Ruckzuck verpackt für mehr Frische

Wo noch manuell kommissioniert wird, da geschieht das an modernen, ergonomischen Arbeitsplätzen mit höhenverstellbarer Arbeitsplattform und Ergo-Matte. Foto: Kaufland

Die Anlage schafft pro Tag bis zu 50.000 Kolli und kann unterschiedliche Kombination aus verschiedenen Transportboxen verarbeiten, z.B.: Kunststoffmehrwegboxen und Pappkartons.  Die Infos, welche Filiale wie viele Kisten Tomaten und Gurken braucht, zieht sich die Anlage automatisch direkt aus dem Warenwirtschaftssystem. Beispielsweise fünf Kisten Äpfel, zwei Kisten Avocados und sieben Kisten Kartoffeln, die dann zu einer Lieferung zusammengestellt werden. Die automatisierte Kommissionierung übernimmt alle schweren und sich wiederholenden Aufgaben und reduziert somit die körperliche Belastung enorm. Allein eine Kiste Kartoffeln kann bis zu 25 Kilogramm wiegen. Man kann sich also vorstellen, was ein Mitarbeiter bei manueller Kommissionierung pro Tag körperlich leisten musste.

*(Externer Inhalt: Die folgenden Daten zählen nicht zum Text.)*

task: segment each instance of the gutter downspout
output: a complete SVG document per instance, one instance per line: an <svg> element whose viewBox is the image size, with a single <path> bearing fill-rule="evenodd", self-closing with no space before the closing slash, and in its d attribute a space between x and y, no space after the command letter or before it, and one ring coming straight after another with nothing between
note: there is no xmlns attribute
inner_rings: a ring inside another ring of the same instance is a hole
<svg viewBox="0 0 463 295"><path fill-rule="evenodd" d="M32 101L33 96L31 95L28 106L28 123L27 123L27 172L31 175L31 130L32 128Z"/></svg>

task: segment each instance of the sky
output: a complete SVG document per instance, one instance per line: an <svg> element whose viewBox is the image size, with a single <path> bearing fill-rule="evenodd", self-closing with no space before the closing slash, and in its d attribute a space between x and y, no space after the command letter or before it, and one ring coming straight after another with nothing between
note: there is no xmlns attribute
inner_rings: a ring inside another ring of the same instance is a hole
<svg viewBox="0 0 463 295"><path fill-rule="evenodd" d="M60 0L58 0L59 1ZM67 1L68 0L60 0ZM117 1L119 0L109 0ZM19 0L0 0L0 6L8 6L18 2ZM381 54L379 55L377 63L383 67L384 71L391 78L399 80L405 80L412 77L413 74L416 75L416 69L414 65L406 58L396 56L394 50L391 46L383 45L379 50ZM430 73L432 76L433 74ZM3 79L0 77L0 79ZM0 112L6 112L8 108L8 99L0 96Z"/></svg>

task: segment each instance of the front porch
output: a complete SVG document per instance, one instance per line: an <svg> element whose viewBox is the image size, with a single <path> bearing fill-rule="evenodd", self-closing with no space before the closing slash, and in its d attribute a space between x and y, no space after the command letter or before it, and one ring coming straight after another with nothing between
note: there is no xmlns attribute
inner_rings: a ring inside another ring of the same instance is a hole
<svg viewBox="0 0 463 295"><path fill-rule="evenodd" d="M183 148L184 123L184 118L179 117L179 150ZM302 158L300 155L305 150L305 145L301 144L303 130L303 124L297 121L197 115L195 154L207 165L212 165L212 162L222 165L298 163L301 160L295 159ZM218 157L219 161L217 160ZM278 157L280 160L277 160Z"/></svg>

Im Sinne der Mitarbeiter automatisiert

„Kein Mitarbeiter verliert hier seinen unbefristeten Job. Im Gegenteil. Wir haben einen Großteil der Mitarbeiter durch Schulungsprogramme weiterentwickelt. Viele die hier vorher Ware geschleppt haben, bedienen jetzt die automatischen Anlagen. Das haben alle als Chance gesehen, sich weiterzuentwickeln und neue Dinge zu machen. Entsprechend positiv stehen die Mitarbeiter der Automatisierung gegenüber.“ sagt Alexander Noack.

Womit wir wieder bei Atanas Simeonov. Er und seine Kollegen müssen jetzt nicht mehr Kisten mit bis 25 Kilogramm Gewicht stemmen. Dazu wird weniger Personal an den Wochenenden benötigt, sprich viele Mitarbeiter am Standort haben jetzt auch vermehrt am Wochenende frei oder müssen weniger Nachschichten absolvieren.